I am reaching out to you today as I find myself in dire need of expert assistance regarding a persistent DDoS (Distributed Denial of Service) attack on my API. Despite diligently following the security guides provided by Cloudflare, I am still experiencing relentless attacks on my domain and subdomains.
I have implemented the recommended security measures, such as enabling Cloudflare’s DDoS protection, rate limiting, firewall rules, and even fine-tuning the security settings for my domain. However, these efforts have not been sufficient in mitigating the ongoing DDoS attacks. It is affecting the stability and availability of my services, causing significant disruptions to my users and my business.
Given the gravity of the situation, I humbly request the expertise and guidance of the Cloudflare community to help me tackle this issue effectively. I have exhausted my own ideas and resources, and I believe that engaging with knowledgeable experts will provide me with fresh insights and potential solutions.
I kindly request any advice, best practices, or advanced techniques that can be employed to further safeguard my API and mitigate these relentless DDoS attacks. If there are additional steps or configurations that I might have overlooked, I would greatly appreciate guidance in identifying them.
I understand that Cloudflare offers numerous resources, such as documentation, tutorials, and support forums, which I have already explored extensively. However, I believe that engaging directly with experts from the Cloudflare community will provide me with specific insights tailored to my unique situation.
Thank you in advance for your time and consideration.
Hi is this attack ongoing? Have you enable Under Attack Mode? See Understanding Under Attack Mode. If you need to do manual blocking of the attack, your audit log and this article will help to construct rules to block the attack based on what you see in the audit log (country, ip, et al), Mitigating an HTTP DDoS Attack manually with Cloudflare.
Thanks for your reply. I will check these out.
Some extra info about my situation:
I am hosting my API on a aws EC2 instance.
On the AWS dashboard I am only allowing http connections that are IPv4’s from Cloudflare
Inside of my instance (ubuntu) I also set the firewall rules to only accept http from Cloudflare
On Cloudflare dashboard I added multiple WAF rules, Rate Limiting rules, my dns record for the api is proxied, but still they manage to find the public ip of the aws ec2 instance.
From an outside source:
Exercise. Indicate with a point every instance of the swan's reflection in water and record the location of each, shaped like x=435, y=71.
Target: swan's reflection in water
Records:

I think they directly ddos the ip, but I am so confused on:
How did they get it? Like it is being proxied via Cloudflare
How can they send requests to it since I only allow traffic from Cloudflare’s ip’s
It they are hitting your origin IP directly, they are doing so based on historical IP. You should ask your hosting provider to change your origin IP address. Tools like https://securitytrails.com/ can be used to look at the public history of your site (nameservers, IP, et al) and bad actors can use that information to attack your origin, bypassing cloudflare.
&
this is perplexing if the origin is locked down as you describe, I am going to phone a friend for another set of eyes on this.
Hi @Lander I have talked with my colleague about this and they’d like to run some additional tests and communicate with you privately on a ticket.
I have created ticket 2817486 on your behalf and you will have received a copy of it. Can you add the domain name to that ticket and any other details you’d like to share privately with the Support team? I am also copied on the ticket and will be automatically notified of updates in order to track progress.
Hey @cloonan , I haven’t recieved a response of your colleague or anyone else yet on my ticket after all this time. Can you please tell someone to look at my case? I really still need help on this. Thank you for your time.